As we enter Holy Week

It is odd, the memories that can come upon us unaware. I well remember returning from my mother's funeral, two years ago today. I was highly tense, and thought that turning on the television might help me to unwind. Of course, the news that greeted me - the beginning of the war in Iraq - hardly tended towards that end.

As always, I am looking forward to Holy Week - and I'm sure that I shall have comments to make about the liturgical, scriptural richness. (Grinning, I shall add: I am most fortunate to have nearby churches with splendid music. Besides all of the wonderful services ahead - and the magic of sitting before the repository, for example - what starving scholar cannot be glad at the thought of all the free concerts that are built into the bargain?)
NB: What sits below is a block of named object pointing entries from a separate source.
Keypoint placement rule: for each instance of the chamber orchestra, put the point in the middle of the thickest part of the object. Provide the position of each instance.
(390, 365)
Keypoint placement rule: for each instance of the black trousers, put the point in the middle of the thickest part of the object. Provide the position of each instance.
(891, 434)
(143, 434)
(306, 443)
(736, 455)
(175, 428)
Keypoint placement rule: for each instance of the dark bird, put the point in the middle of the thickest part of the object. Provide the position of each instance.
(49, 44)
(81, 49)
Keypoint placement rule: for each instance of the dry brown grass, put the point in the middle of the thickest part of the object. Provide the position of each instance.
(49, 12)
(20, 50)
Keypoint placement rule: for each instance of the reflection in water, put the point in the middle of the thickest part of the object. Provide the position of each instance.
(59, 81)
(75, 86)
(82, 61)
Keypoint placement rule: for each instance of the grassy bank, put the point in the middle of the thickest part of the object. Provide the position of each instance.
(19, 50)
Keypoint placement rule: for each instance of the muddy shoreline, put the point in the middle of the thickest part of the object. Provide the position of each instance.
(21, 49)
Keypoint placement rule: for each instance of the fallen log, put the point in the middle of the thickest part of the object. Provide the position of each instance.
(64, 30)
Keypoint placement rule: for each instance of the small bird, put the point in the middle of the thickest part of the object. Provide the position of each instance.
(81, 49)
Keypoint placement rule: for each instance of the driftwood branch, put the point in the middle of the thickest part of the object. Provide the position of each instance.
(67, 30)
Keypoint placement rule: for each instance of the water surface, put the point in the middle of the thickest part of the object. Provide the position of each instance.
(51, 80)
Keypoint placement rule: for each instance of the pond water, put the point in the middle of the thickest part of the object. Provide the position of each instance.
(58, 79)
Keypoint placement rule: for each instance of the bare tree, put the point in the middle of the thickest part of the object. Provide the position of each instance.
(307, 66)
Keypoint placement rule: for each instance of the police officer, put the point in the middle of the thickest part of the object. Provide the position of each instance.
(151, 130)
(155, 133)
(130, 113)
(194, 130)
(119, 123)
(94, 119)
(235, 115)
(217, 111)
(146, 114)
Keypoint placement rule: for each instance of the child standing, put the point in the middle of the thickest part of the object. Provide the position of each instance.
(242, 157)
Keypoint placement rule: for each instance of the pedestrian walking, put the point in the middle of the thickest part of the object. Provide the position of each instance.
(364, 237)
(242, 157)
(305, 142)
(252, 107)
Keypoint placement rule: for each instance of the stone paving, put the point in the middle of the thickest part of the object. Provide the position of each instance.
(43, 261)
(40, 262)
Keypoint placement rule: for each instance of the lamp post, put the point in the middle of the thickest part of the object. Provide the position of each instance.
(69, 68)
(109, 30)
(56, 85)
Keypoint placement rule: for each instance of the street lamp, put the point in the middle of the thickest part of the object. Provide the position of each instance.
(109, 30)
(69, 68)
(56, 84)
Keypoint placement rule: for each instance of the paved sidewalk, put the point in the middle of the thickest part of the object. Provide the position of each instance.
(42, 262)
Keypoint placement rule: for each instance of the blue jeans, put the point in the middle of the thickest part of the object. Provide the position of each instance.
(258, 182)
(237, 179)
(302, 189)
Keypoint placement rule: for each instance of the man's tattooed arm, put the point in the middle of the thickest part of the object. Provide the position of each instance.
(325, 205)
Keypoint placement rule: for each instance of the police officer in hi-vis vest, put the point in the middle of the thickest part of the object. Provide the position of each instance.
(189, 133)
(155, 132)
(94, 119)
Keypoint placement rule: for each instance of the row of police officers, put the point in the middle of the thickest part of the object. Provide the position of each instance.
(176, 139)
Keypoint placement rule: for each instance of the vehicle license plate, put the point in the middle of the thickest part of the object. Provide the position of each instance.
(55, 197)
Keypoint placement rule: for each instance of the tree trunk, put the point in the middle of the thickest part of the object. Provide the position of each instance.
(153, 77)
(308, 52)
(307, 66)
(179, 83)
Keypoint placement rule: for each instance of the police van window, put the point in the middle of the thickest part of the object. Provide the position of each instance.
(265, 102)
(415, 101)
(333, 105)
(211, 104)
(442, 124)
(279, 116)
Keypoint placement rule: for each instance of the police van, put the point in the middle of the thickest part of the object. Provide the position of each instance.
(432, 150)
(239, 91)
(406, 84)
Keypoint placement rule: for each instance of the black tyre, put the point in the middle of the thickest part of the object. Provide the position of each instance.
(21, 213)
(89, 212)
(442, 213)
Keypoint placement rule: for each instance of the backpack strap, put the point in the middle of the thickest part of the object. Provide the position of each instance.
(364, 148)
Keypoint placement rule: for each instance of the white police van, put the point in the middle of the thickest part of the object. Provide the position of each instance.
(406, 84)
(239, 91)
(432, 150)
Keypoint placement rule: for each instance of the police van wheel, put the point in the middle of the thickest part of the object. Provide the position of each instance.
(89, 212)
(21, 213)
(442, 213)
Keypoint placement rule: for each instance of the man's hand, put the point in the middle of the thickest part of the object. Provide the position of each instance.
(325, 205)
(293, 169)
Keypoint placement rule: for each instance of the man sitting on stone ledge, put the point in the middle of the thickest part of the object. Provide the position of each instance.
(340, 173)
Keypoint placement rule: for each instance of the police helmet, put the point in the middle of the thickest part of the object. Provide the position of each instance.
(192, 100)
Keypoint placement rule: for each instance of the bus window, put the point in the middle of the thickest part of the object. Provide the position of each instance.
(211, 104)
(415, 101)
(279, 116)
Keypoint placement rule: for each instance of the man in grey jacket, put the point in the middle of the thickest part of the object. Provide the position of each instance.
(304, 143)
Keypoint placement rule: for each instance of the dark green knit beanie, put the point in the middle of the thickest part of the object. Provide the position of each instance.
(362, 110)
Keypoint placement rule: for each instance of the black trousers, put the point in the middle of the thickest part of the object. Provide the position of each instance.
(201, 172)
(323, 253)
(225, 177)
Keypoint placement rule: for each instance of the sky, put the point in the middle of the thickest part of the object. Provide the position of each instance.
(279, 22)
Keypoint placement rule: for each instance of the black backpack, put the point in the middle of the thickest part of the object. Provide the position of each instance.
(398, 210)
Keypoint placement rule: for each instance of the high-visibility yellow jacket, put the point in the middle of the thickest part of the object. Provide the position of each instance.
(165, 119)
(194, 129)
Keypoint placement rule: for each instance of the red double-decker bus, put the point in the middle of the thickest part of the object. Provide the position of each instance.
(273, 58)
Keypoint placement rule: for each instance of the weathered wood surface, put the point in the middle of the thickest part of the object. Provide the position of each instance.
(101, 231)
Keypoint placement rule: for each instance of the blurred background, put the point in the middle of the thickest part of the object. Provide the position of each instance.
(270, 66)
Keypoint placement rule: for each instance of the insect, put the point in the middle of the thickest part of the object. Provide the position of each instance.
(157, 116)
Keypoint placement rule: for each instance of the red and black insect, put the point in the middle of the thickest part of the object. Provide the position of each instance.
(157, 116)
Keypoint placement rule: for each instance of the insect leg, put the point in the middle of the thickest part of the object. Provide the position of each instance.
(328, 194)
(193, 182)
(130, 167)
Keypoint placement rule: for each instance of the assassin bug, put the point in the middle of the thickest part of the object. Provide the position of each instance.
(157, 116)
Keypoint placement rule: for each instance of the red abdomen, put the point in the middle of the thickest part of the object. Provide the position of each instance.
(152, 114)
I have never been one much for discursive meditation (I am too literary - once I get started, I'm inwardly writing a novel.) Yet I often imagine how devastating Jesus' arrest and crucifixion must have been for his disciples. It certainly was no accident that the Risen Lord's first words were of forgiveness - I'm sure the memory of their own actions burnt them to the quick.

Christianity is a faith of waiting and uncertainty, and so it shall remain until the parousia (which we may not recognise when it comes...) I know that many scholars today question whether the first Christians expected Christ's return (and their glory) to be at hand, but any knowledge of human nature would make one expect that the idea of transformation soon to come would have been sustaining - and the resurrection would make it quite believable. :)

The very 'already - not yet' quality of the New Testament eschatology can make one hover between expectation and doubt. Is this all true? How did Jesus' Incarnation, in its fullness, change anything on this earth? (Mankind surely is capable of no less evil - none of the natural sufferings of this world are lessened.) Salvation history is waiting for revelation - for the Messiah - for the final coming in glory... To an unbeliever, it could seem as if Christians were always assuring themselves that glorious things had happened, then hiding behind 'but the best is yet to come.'

I know that I can speak words of doxology, meaning every word - then wonder, "is this all true?" The silence is overwhelming at times. We can catch a glimpse of divine glory, which only reminds us that we barely know God at all. Words unite us to him in prayer - and suddenly seem to mean nothing.

It is a bit of a penance for me, writing today - knowing that these thoughts are disjointed and confused. Yet I shall return to the repository image for a moment. There is something about the silence of that time of adoration that leaves me with incredible awe. I sense Jesus' hidden glory at the ugliest time of his life. On the night of his arrest, he, too, would have been dealing with waiting and uncertainty.